Hastalığından nasıl kurtuldu ?
Şerefüddîn bin Emir hastalanmıştı. Ağrılarının şiddeti, gün geçtikçe daha
da artıyordu. Öyle ki, artık ölümünü bekler oldu. Günlerce uykusuzluğun verdiği bir
halsizlik içinde gözkapakları kapandı. Uyumağa başladı. Rüyâsında büyük bir nehirde
yüzüyordu. Nehrin aşağı taraflarında bir köprü ve onun da aşağısında bir çağlayan vardı.
Bu çağlayandan canlı bir kimse aşağı düşse, normalde parça parça olurdu. Akan sular
onu sürükleye sürükleye köprüye doğru götürüyordu. Eğer köprüde tutunacak bir yer
bulamazsa, çağlayandan aşağı düşecekti. Bütün gayretine rağmen köprüye tutunamadı.

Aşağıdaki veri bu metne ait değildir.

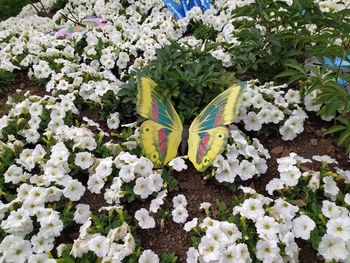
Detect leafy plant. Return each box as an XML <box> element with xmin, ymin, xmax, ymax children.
<box><xmin>0</xmin><ymin>70</ymin><xmax>15</xmax><ymax>93</ymax></box>
<box><xmin>118</xmin><ymin>43</ymin><xmax>235</xmax><ymax>124</ymax></box>
<box><xmin>229</xmin><ymin>0</ymin><xmax>349</xmax><ymax>82</ymax></box>
<box><xmin>277</xmin><ymin>58</ymin><xmax>350</xmax><ymax>152</ymax></box>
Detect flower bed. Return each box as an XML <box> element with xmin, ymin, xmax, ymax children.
<box><xmin>0</xmin><ymin>0</ymin><xmax>350</xmax><ymax>263</ymax></box>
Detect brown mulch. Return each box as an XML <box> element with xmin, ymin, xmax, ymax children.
<box><xmin>0</xmin><ymin>71</ymin><xmax>50</xmax><ymax>117</ymax></box>
<box><xmin>129</xmin><ymin>114</ymin><xmax>350</xmax><ymax>263</ymax></box>
<box><xmin>0</xmin><ymin>72</ymin><xmax>350</xmax><ymax>263</ymax></box>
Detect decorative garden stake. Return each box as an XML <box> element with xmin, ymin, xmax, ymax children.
<box><xmin>54</xmin><ymin>17</ymin><xmax>106</xmax><ymax>39</ymax></box>
<box><xmin>163</xmin><ymin>0</ymin><xmax>210</xmax><ymax>20</ymax></box>
<box><xmin>137</xmin><ymin>77</ymin><xmax>244</xmax><ymax>172</ymax></box>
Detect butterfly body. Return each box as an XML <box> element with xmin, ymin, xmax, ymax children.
<box><xmin>163</xmin><ymin>0</ymin><xmax>210</xmax><ymax>20</ymax></box>
<box><xmin>137</xmin><ymin>77</ymin><xmax>243</xmax><ymax>171</ymax></box>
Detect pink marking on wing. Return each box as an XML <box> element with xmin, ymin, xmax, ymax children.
<box><xmin>202</xmin><ymin>135</ymin><xmax>210</xmax><ymax>145</ymax></box>
<box><xmin>159</xmin><ymin>141</ymin><xmax>166</xmax><ymax>155</ymax></box>
<box><xmin>214</xmin><ymin>106</ymin><xmax>224</xmax><ymax>126</ymax></box>
<box><xmin>153</xmin><ymin>99</ymin><xmax>158</xmax><ymax>121</ymax></box>
<box><xmin>199</xmin><ymin>144</ymin><xmax>205</xmax><ymax>156</ymax></box>
<box><xmin>158</xmin><ymin>130</ymin><xmax>166</xmax><ymax>141</ymax></box>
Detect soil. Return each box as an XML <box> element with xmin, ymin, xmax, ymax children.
<box><xmin>0</xmin><ymin>71</ymin><xmax>50</xmax><ymax>117</ymax></box>
<box><xmin>129</xmin><ymin>114</ymin><xmax>350</xmax><ymax>263</ymax></box>
<box><xmin>0</xmin><ymin>72</ymin><xmax>350</xmax><ymax>263</ymax></box>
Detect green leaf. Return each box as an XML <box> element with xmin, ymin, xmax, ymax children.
<box><xmin>338</xmin><ymin>129</ymin><xmax>350</xmax><ymax>145</ymax></box>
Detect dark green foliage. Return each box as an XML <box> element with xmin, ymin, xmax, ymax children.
<box><xmin>0</xmin><ymin>0</ymin><xmax>38</xmax><ymax>21</ymax></box>
<box><xmin>0</xmin><ymin>70</ymin><xmax>15</xmax><ymax>93</ymax></box>
<box><xmin>118</xmin><ymin>43</ymin><xmax>235</xmax><ymax>124</ymax></box>
<box><xmin>231</xmin><ymin>0</ymin><xmax>350</xmax><ymax>82</ymax></box>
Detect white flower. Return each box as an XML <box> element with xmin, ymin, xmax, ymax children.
<box><xmin>28</xmin><ymin>254</ymin><xmax>56</xmax><ymax>263</ymax></box>
<box><xmin>344</xmin><ymin>193</ymin><xmax>350</xmax><ymax>205</ymax></box>
<box><xmin>73</xmin><ymin>204</ymin><xmax>91</xmax><ymax>224</ymax></box>
<box><xmin>292</xmin><ymin>215</ymin><xmax>316</xmax><ymax>240</ymax></box>
<box><xmin>241</xmin><ymin>198</ymin><xmax>265</xmax><ymax>220</ymax></box>
<box><xmin>30</xmin><ymin>233</ymin><xmax>55</xmax><ymax>254</ymax></box>
<box><xmin>149</xmin><ymin>189</ymin><xmax>168</xmax><ymax>213</ymax></box>
<box><xmin>327</xmin><ymin>217</ymin><xmax>350</xmax><ymax>241</ymax></box>
<box><xmin>312</xmin><ymin>155</ymin><xmax>338</xmax><ymax>164</ymax></box>
<box><xmin>265</xmin><ymin>178</ymin><xmax>284</xmax><ymax>195</ymax></box>
<box><xmin>139</xmin><ymin>249</ymin><xmax>159</xmax><ymax>263</ymax></box>
<box><xmin>322</xmin><ymin>200</ymin><xmax>342</xmax><ymax>218</ymax></box>
<box><xmin>236</xmin><ymin>160</ymin><xmax>256</xmax><ymax>181</ymax></box>
<box><xmin>107</xmin><ymin>112</ymin><xmax>120</xmax><ymax>130</ymax></box>
<box><xmin>184</xmin><ymin>220</ymin><xmax>198</xmax><ymax>232</ymax></box>
<box><xmin>243</xmin><ymin>111</ymin><xmax>262</xmax><ymax>131</ymax></box>
<box><xmin>88</xmin><ymin>235</ymin><xmax>110</xmax><ymax>257</ymax></box>
<box><xmin>169</xmin><ymin>157</ymin><xmax>187</xmax><ymax>172</ymax></box>
<box><xmin>256</xmin><ymin>240</ymin><xmax>280</xmax><ymax>262</ymax></box>
<box><xmin>135</xmin><ymin>208</ymin><xmax>156</xmax><ymax>229</ymax></box>
<box><xmin>74</xmin><ymin>152</ymin><xmax>94</xmax><ymax>169</ymax></box>
<box><xmin>63</xmin><ymin>180</ymin><xmax>85</xmax><ymax>201</ymax></box>
<box><xmin>134</xmin><ymin>156</ymin><xmax>153</xmax><ymax>176</ymax></box>
<box><xmin>323</xmin><ymin>176</ymin><xmax>339</xmax><ymax>199</ymax></box>
<box><xmin>318</xmin><ymin>234</ymin><xmax>349</xmax><ymax>261</ymax></box>
<box><xmin>186</xmin><ymin>247</ymin><xmax>199</xmax><ymax>263</ymax></box>
<box><xmin>198</xmin><ymin>236</ymin><xmax>220</xmax><ymax>262</ymax></box>
<box><xmin>281</xmin><ymin>166</ymin><xmax>301</xmax><ymax>186</ymax></box>
<box><xmin>148</xmin><ymin>173</ymin><xmax>163</xmax><ymax>192</ymax></box>
<box><xmin>5</xmin><ymin>237</ymin><xmax>33</xmax><ymax>263</ymax></box>
<box><xmin>220</xmin><ymin>221</ymin><xmax>242</xmax><ymax>243</ymax></box>
<box><xmin>199</xmin><ymin>202</ymin><xmax>211</xmax><ymax>210</ymax></box>
<box><xmin>274</xmin><ymin>198</ymin><xmax>299</xmax><ymax>221</ymax></box>
<box><xmin>133</xmin><ymin>177</ymin><xmax>152</xmax><ymax>199</ymax></box>
<box><xmin>255</xmin><ymin>216</ymin><xmax>279</xmax><ymax>239</ymax></box>
<box><xmin>173</xmin><ymin>194</ymin><xmax>187</xmax><ymax>208</ymax></box>
<box><xmin>119</xmin><ymin>164</ymin><xmax>135</xmax><ymax>183</ymax></box>
<box><xmin>171</xmin><ymin>206</ymin><xmax>188</xmax><ymax>223</ymax></box>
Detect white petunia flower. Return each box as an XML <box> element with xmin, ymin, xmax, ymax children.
<box><xmin>256</xmin><ymin>240</ymin><xmax>280</xmax><ymax>262</ymax></box>
<box><xmin>327</xmin><ymin>217</ymin><xmax>350</xmax><ymax>241</ymax></box>
<box><xmin>198</xmin><ymin>236</ymin><xmax>220</xmax><ymax>262</ymax></box>
<box><xmin>255</xmin><ymin>216</ymin><xmax>279</xmax><ymax>239</ymax></box>
<box><xmin>74</xmin><ymin>152</ymin><xmax>94</xmax><ymax>170</ymax></box>
<box><xmin>184</xmin><ymin>217</ymin><xmax>198</xmax><ymax>232</ymax></box>
<box><xmin>149</xmin><ymin>189</ymin><xmax>168</xmax><ymax>213</ymax></box>
<box><xmin>133</xmin><ymin>177</ymin><xmax>152</xmax><ymax>199</ymax></box>
<box><xmin>135</xmin><ymin>208</ymin><xmax>156</xmax><ymax>229</ymax></box>
<box><xmin>323</xmin><ymin>176</ymin><xmax>339</xmax><ymax>200</ymax></box>
<box><xmin>241</xmin><ymin>198</ymin><xmax>265</xmax><ymax>221</ymax></box>
<box><xmin>169</xmin><ymin>157</ymin><xmax>187</xmax><ymax>172</ymax></box>
<box><xmin>73</xmin><ymin>204</ymin><xmax>91</xmax><ymax>224</ymax></box>
<box><xmin>173</xmin><ymin>194</ymin><xmax>187</xmax><ymax>208</ymax></box>
<box><xmin>186</xmin><ymin>247</ymin><xmax>199</xmax><ymax>263</ymax></box>
<box><xmin>88</xmin><ymin>235</ymin><xmax>111</xmax><ymax>257</ymax></box>
<box><xmin>318</xmin><ymin>234</ymin><xmax>349</xmax><ymax>261</ymax></box>
<box><xmin>107</xmin><ymin>112</ymin><xmax>120</xmax><ymax>130</ymax></box>
<box><xmin>171</xmin><ymin>206</ymin><xmax>188</xmax><ymax>223</ymax></box>
<box><xmin>63</xmin><ymin>180</ymin><xmax>85</xmax><ymax>201</ymax></box>
<box><xmin>292</xmin><ymin>215</ymin><xmax>316</xmax><ymax>240</ymax></box>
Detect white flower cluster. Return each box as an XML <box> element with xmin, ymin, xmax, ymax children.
<box><xmin>266</xmin><ymin>153</ymin><xmax>350</xmax><ymax>261</ymax></box>
<box><xmin>70</xmin><ymin>219</ymin><xmax>135</xmax><ymax>262</ymax></box>
<box><xmin>187</xmin><ymin>187</ymin><xmax>316</xmax><ymax>262</ymax></box>
<box><xmin>171</xmin><ymin>194</ymin><xmax>188</xmax><ymax>223</ymax></box>
<box><xmin>235</xmin><ymin>81</ymin><xmax>307</xmax><ymax>140</ymax></box>
<box><xmin>213</xmin><ymin>125</ymin><xmax>270</xmax><ymax>183</ymax></box>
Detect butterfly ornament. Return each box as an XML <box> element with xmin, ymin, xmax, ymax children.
<box><xmin>163</xmin><ymin>0</ymin><xmax>210</xmax><ymax>20</ymax></box>
<box><xmin>54</xmin><ymin>16</ymin><xmax>106</xmax><ymax>39</ymax></box>
<box><xmin>136</xmin><ymin>76</ymin><xmax>244</xmax><ymax>172</ymax></box>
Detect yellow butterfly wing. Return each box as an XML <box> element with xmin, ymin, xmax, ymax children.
<box><xmin>136</xmin><ymin>77</ymin><xmax>183</xmax><ymax>168</ymax></box>
<box><xmin>188</xmin><ymin>85</ymin><xmax>244</xmax><ymax>172</ymax></box>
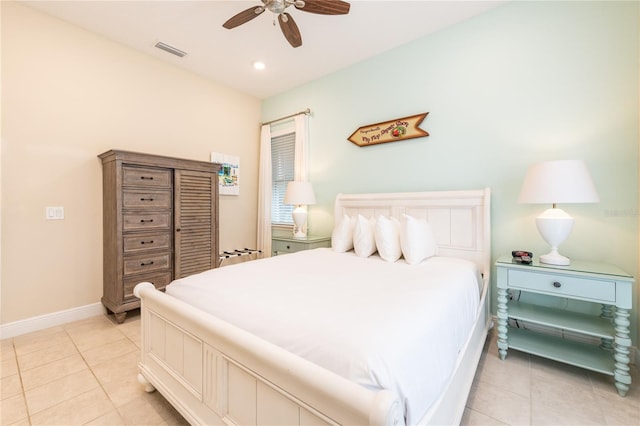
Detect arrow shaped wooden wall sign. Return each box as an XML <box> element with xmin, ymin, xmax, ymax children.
<box><xmin>347</xmin><ymin>112</ymin><xmax>429</xmax><ymax>146</ymax></box>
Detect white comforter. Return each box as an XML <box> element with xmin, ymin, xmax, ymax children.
<box><xmin>167</xmin><ymin>249</ymin><xmax>481</xmax><ymax>424</ymax></box>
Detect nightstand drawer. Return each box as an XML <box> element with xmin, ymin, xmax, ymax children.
<box><xmin>271</xmin><ymin>236</ymin><xmax>331</xmax><ymax>256</ymax></box>
<box><xmin>271</xmin><ymin>240</ymin><xmax>308</xmax><ymax>253</ymax></box>
<box><xmin>508</xmin><ymin>270</ymin><xmax>616</xmax><ymax>303</ymax></box>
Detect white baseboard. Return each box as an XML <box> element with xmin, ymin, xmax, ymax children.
<box><xmin>0</xmin><ymin>303</ymin><xmax>106</xmax><ymax>339</ymax></box>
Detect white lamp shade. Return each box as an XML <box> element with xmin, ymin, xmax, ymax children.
<box><xmin>284</xmin><ymin>181</ymin><xmax>316</xmax><ymax>205</ymax></box>
<box><xmin>518</xmin><ymin>160</ymin><xmax>600</xmax><ymax>204</ymax></box>
<box><xmin>518</xmin><ymin>160</ymin><xmax>599</xmax><ymax>265</ymax></box>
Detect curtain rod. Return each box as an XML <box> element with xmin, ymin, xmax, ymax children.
<box><xmin>260</xmin><ymin>108</ymin><xmax>311</xmax><ymax>126</ymax></box>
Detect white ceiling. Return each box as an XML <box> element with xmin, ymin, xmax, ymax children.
<box><xmin>23</xmin><ymin>0</ymin><xmax>505</xmax><ymax>99</ymax></box>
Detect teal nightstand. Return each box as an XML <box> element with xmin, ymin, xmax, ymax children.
<box><xmin>271</xmin><ymin>236</ymin><xmax>331</xmax><ymax>256</ymax></box>
<box><xmin>496</xmin><ymin>255</ymin><xmax>634</xmax><ymax>396</ymax></box>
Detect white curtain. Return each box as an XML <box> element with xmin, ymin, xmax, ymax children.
<box><xmin>258</xmin><ymin>124</ymin><xmax>271</xmax><ymax>257</ymax></box>
<box><xmin>293</xmin><ymin>114</ymin><xmax>309</xmax><ymax>182</ymax></box>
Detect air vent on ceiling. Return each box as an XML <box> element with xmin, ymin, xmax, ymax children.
<box><xmin>156</xmin><ymin>41</ymin><xmax>187</xmax><ymax>58</ymax></box>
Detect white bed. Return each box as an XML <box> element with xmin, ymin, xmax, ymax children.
<box><xmin>136</xmin><ymin>189</ymin><xmax>490</xmax><ymax>425</ymax></box>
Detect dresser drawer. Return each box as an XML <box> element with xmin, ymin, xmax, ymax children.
<box><xmin>122</xmin><ymin>189</ymin><xmax>173</xmax><ymax>209</ymax></box>
<box><xmin>123</xmin><ymin>232</ymin><xmax>171</xmax><ymax>253</ymax></box>
<box><xmin>124</xmin><ymin>253</ymin><xmax>171</xmax><ymax>275</ymax></box>
<box><xmin>123</xmin><ymin>212</ymin><xmax>171</xmax><ymax>231</ymax></box>
<box><xmin>123</xmin><ymin>272</ymin><xmax>171</xmax><ymax>300</ymax></box>
<box><xmin>122</xmin><ymin>166</ymin><xmax>173</xmax><ymax>188</ymax></box>
<box><xmin>508</xmin><ymin>270</ymin><xmax>616</xmax><ymax>303</ymax></box>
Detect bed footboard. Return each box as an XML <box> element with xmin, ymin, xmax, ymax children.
<box><xmin>134</xmin><ymin>283</ymin><xmax>404</xmax><ymax>425</ymax></box>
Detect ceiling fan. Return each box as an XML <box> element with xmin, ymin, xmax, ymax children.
<box><xmin>222</xmin><ymin>0</ymin><xmax>350</xmax><ymax>47</ymax></box>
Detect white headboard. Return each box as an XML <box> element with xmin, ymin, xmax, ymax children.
<box><xmin>334</xmin><ymin>188</ymin><xmax>491</xmax><ymax>278</ymax></box>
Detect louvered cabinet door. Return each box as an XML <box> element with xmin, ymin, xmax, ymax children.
<box><xmin>174</xmin><ymin>170</ymin><xmax>218</xmax><ymax>279</ymax></box>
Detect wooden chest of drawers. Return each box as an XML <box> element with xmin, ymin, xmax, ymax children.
<box><xmin>99</xmin><ymin>150</ymin><xmax>219</xmax><ymax>322</ymax></box>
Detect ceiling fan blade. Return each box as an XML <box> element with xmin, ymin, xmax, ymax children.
<box><xmin>222</xmin><ymin>6</ymin><xmax>265</xmax><ymax>30</ymax></box>
<box><xmin>294</xmin><ymin>0</ymin><xmax>351</xmax><ymax>15</ymax></box>
<box><xmin>278</xmin><ymin>13</ymin><xmax>302</xmax><ymax>47</ymax></box>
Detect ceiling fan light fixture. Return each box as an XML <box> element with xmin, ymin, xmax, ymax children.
<box><xmin>265</xmin><ymin>0</ymin><xmax>289</xmax><ymax>14</ymax></box>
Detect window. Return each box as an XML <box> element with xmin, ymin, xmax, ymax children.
<box><xmin>271</xmin><ymin>132</ymin><xmax>296</xmax><ymax>225</ymax></box>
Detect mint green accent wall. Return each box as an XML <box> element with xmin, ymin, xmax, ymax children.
<box><xmin>262</xmin><ymin>1</ymin><xmax>640</xmax><ymax>342</ymax></box>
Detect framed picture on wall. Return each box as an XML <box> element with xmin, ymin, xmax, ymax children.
<box><xmin>211</xmin><ymin>152</ymin><xmax>240</xmax><ymax>195</ymax></box>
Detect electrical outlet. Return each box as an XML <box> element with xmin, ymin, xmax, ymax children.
<box><xmin>45</xmin><ymin>207</ymin><xmax>64</xmax><ymax>220</ymax></box>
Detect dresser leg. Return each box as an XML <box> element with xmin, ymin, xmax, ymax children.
<box><xmin>497</xmin><ymin>288</ymin><xmax>509</xmax><ymax>359</ymax></box>
<box><xmin>614</xmin><ymin>308</ymin><xmax>631</xmax><ymax>396</ymax></box>
<box><xmin>113</xmin><ymin>311</ymin><xmax>127</xmax><ymax>324</ymax></box>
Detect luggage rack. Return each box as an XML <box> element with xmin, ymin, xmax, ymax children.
<box><xmin>220</xmin><ymin>248</ymin><xmax>262</xmax><ymax>266</ymax></box>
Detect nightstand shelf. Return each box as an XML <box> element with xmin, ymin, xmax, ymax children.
<box><xmin>496</xmin><ymin>255</ymin><xmax>634</xmax><ymax>396</ymax></box>
<box><xmin>507</xmin><ymin>301</ymin><xmax>616</xmax><ymax>345</ymax></box>
<box><xmin>509</xmin><ymin>328</ymin><xmax>615</xmax><ymax>376</ymax></box>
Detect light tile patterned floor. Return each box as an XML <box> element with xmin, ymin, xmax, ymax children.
<box><xmin>0</xmin><ymin>314</ymin><xmax>640</xmax><ymax>426</ymax></box>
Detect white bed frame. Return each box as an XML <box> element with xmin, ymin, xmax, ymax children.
<box><xmin>135</xmin><ymin>189</ymin><xmax>491</xmax><ymax>426</ymax></box>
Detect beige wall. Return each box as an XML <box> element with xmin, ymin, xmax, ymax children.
<box><xmin>0</xmin><ymin>1</ymin><xmax>261</xmax><ymax>324</ymax></box>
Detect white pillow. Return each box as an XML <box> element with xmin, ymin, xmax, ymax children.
<box><xmin>331</xmin><ymin>214</ymin><xmax>356</xmax><ymax>253</ymax></box>
<box><xmin>400</xmin><ymin>214</ymin><xmax>437</xmax><ymax>265</ymax></box>
<box><xmin>353</xmin><ymin>214</ymin><xmax>376</xmax><ymax>257</ymax></box>
<box><xmin>374</xmin><ymin>216</ymin><xmax>402</xmax><ymax>262</ymax></box>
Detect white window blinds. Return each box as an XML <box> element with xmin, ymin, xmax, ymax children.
<box><xmin>271</xmin><ymin>132</ymin><xmax>296</xmax><ymax>225</ymax></box>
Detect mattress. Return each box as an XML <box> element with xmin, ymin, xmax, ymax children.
<box><xmin>166</xmin><ymin>248</ymin><xmax>482</xmax><ymax>424</ymax></box>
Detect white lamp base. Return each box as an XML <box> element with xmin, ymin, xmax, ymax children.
<box><xmin>536</xmin><ymin>208</ymin><xmax>573</xmax><ymax>266</ymax></box>
<box><xmin>540</xmin><ymin>248</ymin><xmax>571</xmax><ymax>266</ymax></box>
<box><xmin>292</xmin><ymin>206</ymin><xmax>307</xmax><ymax>240</ymax></box>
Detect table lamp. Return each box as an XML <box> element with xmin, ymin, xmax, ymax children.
<box><xmin>518</xmin><ymin>160</ymin><xmax>600</xmax><ymax>265</ymax></box>
<box><xmin>284</xmin><ymin>181</ymin><xmax>316</xmax><ymax>239</ymax></box>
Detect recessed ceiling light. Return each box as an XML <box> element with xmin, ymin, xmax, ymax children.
<box><xmin>156</xmin><ymin>41</ymin><xmax>187</xmax><ymax>58</ymax></box>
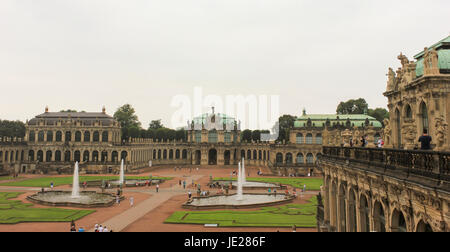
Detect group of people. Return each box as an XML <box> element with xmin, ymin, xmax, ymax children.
<box><xmin>70</xmin><ymin>220</ymin><xmax>112</xmax><ymax>232</ymax></box>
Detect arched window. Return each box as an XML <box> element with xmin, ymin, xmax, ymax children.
<box><xmin>66</xmin><ymin>131</ymin><xmax>72</xmax><ymax>142</ymax></box>
<box><xmin>84</xmin><ymin>131</ymin><xmax>91</xmax><ymax>142</ymax></box>
<box><xmin>395</xmin><ymin>109</ymin><xmax>402</xmax><ymax>148</ymax></box>
<box><xmin>55</xmin><ymin>131</ymin><xmax>62</xmax><ymax>142</ymax></box>
<box><xmin>64</xmin><ymin>151</ymin><xmax>70</xmax><ymax>162</ymax></box>
<box><xmin>420</xmin><ymin>102</ymin><xmax>430</xmax><ymax>134</ymax></box>
<box><xmin>391</xmin><ymin>209</ymin><xmax>406</xmax><ymax>232</ymax></box>
<box><xmin>405</xmin><ymin>105</ymin><xmax>412</xmax><ymax>119</ymax></box>
<box><xmin>38</xmin><ymin>130</ymin><xmax>44</xmax><ymax>142</ymax></box>
<box><xmin>55</xmin><ymin>151</ymin><xmax>61</xmax><ymax>162</ymax></box>
<box><xmin>28</xmin><ymin>131</ymin><xmax>36</xmax><ymax>142</ymax></box>
<box><xmin>75</xmin><ymin>131</ymin><xmax>81</xmax><ymax>142</ymax></box>
<box><xmin>360</xmin><ymin>195</ymin><xmax>370</xmax><ymax>232</ymax></box>
<box><xmin>120</xmin><ymin>151</ymin><xmax>128</xmax><ymax>162</ymax></box>
<box><xmin>111</xmin><ymin>151</ymin><xmax>119</xmax><ymax>162</ymax></box>
<box><xmin>224</xmin><ymin>132</ymin><xmax>231</xmax><ymax>143</ymax></box>
<box><xmin>92</xmin><ymin>151</ymin><xmax>98</xmax><ymax>162</ymax></box>
<box><xmin>83</xmin><ymin>151</ymin><xmax>89</xmax><ymax>162</ymax></box>
<box><xmin>275</xmin><ymin>153</ymin><xmax>283</xmax><ymax>165</ymax></box>
<box><xmin>28</xmin><ymin>150</ymin><xmax>34</xmax><ymax>162</ymax></box>
<box><xmin>296</xmin><ymin>133</ymin><xmax>303</xmax><ymax>144</ymax></box>
<box><xmin>195</xmin><ymin>131</ymin><xmax>202</xmax><ymax>143</ymax></box>
<box><xmin>101</xmin><ymin>151</ymin><xmax>108</xmax><ymax>162</ymax></box>
<box><xmin>37</xmin><ymin>150</ymin><xmax>44</xmax><ymax>162</ymax></box>
<box><xmin>297</xmin><ymin>152</ymin><xmax>305</xmax><ymax>164</ymax></box>
<box><xmin>316</xmin><ymin>133</ymin><xmax>322</xmax><ymax>144</ymax></box>
<box><xmin>45</xmin><ymin>151</ymin><xmax>52</xmax><ymax>162</ymax></box>
<box><xmin>102</xmin><ymin>131</ymin><xmax>109</xmax><ymax>142</ymax></box>
<box><xmin>47</xmin><ymin>130</ymin><xmax>53</xmax><ymax>142</ymax></box>
<box><xmin>373</xmin><ymin>201</ymin><xmax>386</xmax><ymax>232</ymax></box>
<box><xmin>208</xmin><ymin>130</ymin><xmax>217</xmax><ymax>143</ymax></box>
<box><xmin>306</xmin><ymin>133</ymin><xmax>312</xmax><ymax>144</ymax></box>
<box><xmin>92</xmin><ymin>131</ymin><xmax>100</xmax><ymax>142</ymax></box>
<box><xmin>286</xmin><ymin>153</ymin><xmax>292</xmax><ymax>164</ymax></box>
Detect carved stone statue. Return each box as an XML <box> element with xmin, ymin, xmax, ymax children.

Büyük bir korkuya kapıldı. Çağlayanın başına geldiği an, bir el onu tutup kenara çekti.
Ölümden kurtulmuştu. Elin sâhibine baktığında, zamânın en meşhûr âlimi ve velîsi olan
hocası Abdülvehhâb-ı Şa’rânî’yi gördü. Ona tebessüm ediyordu. Uyandığında da
hastalığının geçtiğini, hiçbir derdinin kalmadığını gördü.